Sound choices: Enhancing Capacity for Evidence-Informed Health Policy
Green A and Bennet S (eds): Alliance for Health Policy and Systems Research, World Health Organization

This Review addresses a mismatch between what is known about how to respond to particular health problems in poor economies and what is actually done about them. It focuses on one cause of the problems that ensue from the mismatch – capacity constraints. Weak capacity at a number of levels in the institutions and interfaces between knowledge generation and use in policy-making has been identified by the Alliance for Health Policy and Systems Research (HPSR) as a key strategic issue in addressing health care in low-income countries.

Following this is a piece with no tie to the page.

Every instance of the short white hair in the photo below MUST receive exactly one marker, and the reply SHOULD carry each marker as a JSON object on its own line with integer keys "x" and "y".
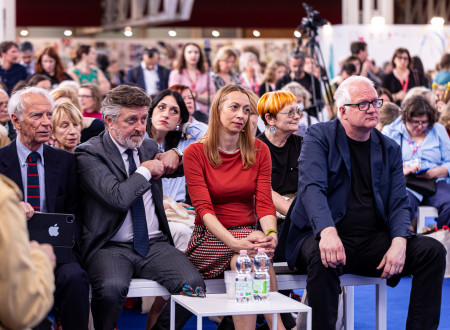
{"x": 245, "y": 58}
{"x": 342, "y": 94}
{"x": 15, "y": 104}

South Africa Survey 2008/2009
South African Institute of Race Relations: 2009

International comparisons show that the average South African will not live longer than 50 years. South Africa was one of only six out of a group of 37 developed and developing countries that had a decreasing life expectancy between 1990 and 2007. South Africa’s life expectancy decreased from 62 years in 1990, to 50 years in 2007. Only Zimbabwe had a worse trend for life expectancy. The statistics in this report show that, in 2009, the average life expectancy at birth for South Africans was 51 years. Between 2001 and 2006 the life expectancy at birth was 51 years for males, and 55 years for females. This is expected to decrease between 2006 and 2011 to 48 years for males, and 51 years for females. KwaZulu-Natal had the lowest life expectancy at birth in 2009 at 43 years, followed by the Free State and Mpumalanga at 47 years each. These three provinces also had some of the highest HIV prevalence rates at 16%, 14%, and 14% respectively. International comparisons also show that in 2007, some 27% of males and 33% of females in South Africa would survive to age 65. Out of a comparison group of 37 developing and developed countries, only Mozambique and Zimbabwe had lower survival rates.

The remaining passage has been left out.